Two years on, the environment remains hostile
The Windrush scandal unearthed in 2018 rocked the nation. To mark Windrush Day on 22 June, Angela Spence, trustee of the Refugee and Migrant Centre, reflects on a personal experience and the progress she believes needs to be made two years on.
“Have you lived in this country for the last 12 months?”. A reasonable question until you realise, because there is no privacy, that the person in front of you and the one behind you has not been asked that question. And why might that be?
This question was asked when I presented for an appointment at the eye hospital in my local NHS trust hospital and was tagged on to questions asked to confirm my details/identity.
Context. I am a black woman and the others I refer to above are white. A white questioner and white patients.
On no previous visit had I been asked such a question and, taken aback, I replied “that’s a new question” providing an opportunity for the receptionist to explain why this question was being asked, but she gave no response. I responded in the affirmative and took my seat.

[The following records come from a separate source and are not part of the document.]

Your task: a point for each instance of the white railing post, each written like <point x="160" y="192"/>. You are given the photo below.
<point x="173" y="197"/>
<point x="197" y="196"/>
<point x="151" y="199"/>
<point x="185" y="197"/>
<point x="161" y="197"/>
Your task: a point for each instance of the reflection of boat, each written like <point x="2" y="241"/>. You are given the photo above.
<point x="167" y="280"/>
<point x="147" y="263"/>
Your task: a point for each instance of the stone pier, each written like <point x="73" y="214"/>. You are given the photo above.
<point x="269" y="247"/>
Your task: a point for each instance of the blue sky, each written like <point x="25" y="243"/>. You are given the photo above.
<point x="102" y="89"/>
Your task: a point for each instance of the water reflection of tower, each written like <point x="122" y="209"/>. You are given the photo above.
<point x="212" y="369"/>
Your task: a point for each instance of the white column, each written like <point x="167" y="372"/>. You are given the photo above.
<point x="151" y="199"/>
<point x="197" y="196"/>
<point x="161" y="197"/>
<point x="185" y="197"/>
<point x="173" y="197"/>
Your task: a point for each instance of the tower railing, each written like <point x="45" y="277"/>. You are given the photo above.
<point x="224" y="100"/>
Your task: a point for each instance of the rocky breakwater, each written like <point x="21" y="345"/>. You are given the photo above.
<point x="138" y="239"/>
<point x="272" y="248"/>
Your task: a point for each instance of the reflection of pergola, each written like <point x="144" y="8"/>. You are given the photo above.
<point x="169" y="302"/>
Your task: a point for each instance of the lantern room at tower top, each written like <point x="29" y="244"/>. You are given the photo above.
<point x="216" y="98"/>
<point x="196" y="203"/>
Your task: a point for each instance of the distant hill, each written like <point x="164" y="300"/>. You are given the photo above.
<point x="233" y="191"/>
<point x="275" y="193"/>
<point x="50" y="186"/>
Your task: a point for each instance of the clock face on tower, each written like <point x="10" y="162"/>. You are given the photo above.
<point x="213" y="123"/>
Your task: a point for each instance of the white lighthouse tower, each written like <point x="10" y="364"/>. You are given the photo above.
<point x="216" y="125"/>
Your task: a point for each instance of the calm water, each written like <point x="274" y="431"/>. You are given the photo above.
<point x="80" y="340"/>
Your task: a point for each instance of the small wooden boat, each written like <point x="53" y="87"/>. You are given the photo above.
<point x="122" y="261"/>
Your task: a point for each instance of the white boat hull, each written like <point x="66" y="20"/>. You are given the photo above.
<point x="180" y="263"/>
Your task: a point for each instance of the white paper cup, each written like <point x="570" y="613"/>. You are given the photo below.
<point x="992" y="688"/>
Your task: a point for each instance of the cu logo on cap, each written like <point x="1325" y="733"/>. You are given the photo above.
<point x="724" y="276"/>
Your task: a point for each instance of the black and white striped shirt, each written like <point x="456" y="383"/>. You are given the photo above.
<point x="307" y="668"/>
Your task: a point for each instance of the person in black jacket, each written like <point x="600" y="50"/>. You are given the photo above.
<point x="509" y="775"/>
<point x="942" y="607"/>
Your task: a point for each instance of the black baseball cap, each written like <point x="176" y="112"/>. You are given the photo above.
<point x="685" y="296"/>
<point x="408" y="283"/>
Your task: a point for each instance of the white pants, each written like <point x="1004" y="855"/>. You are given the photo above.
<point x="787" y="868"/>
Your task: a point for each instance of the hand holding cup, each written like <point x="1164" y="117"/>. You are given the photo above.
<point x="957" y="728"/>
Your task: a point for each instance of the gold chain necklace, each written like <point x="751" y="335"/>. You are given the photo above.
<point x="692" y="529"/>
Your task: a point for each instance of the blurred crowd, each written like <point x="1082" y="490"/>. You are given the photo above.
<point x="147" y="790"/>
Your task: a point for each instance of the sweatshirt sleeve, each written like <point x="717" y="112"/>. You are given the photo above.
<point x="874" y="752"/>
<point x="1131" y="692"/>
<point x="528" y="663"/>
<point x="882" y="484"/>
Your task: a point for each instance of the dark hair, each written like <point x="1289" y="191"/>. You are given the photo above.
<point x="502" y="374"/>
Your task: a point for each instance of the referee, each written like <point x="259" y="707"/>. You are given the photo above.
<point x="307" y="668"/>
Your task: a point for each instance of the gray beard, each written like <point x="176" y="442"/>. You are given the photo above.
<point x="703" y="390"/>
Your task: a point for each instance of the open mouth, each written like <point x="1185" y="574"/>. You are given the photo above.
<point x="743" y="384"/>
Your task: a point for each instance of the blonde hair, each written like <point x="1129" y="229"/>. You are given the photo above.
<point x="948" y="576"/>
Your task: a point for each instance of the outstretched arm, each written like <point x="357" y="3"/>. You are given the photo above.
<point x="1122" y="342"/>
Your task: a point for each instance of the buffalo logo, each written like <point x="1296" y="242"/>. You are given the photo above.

This simple question prompted much action on my part because I was concerned by what appeared to be differential treatment on the basis of my skin colour. I undertook my own non-scientific research of colleagues and friends who had used a range of services at the same hospital and only one other had encountered that line of questioning when she too attended the ophthalmology clinic. And she was black.
I wrote directly to the chief executive: a) to bring the matter to his attention and b) to seek clarification on hospital policy and its application across the hospital estate.
My penultimate comment to the chief executive was, “if there is a policy, surely for there to be no appearance of bias, conscious or otherwise, it should be applied without prejudice. Similarly, the trust should be raising awareness about this change.”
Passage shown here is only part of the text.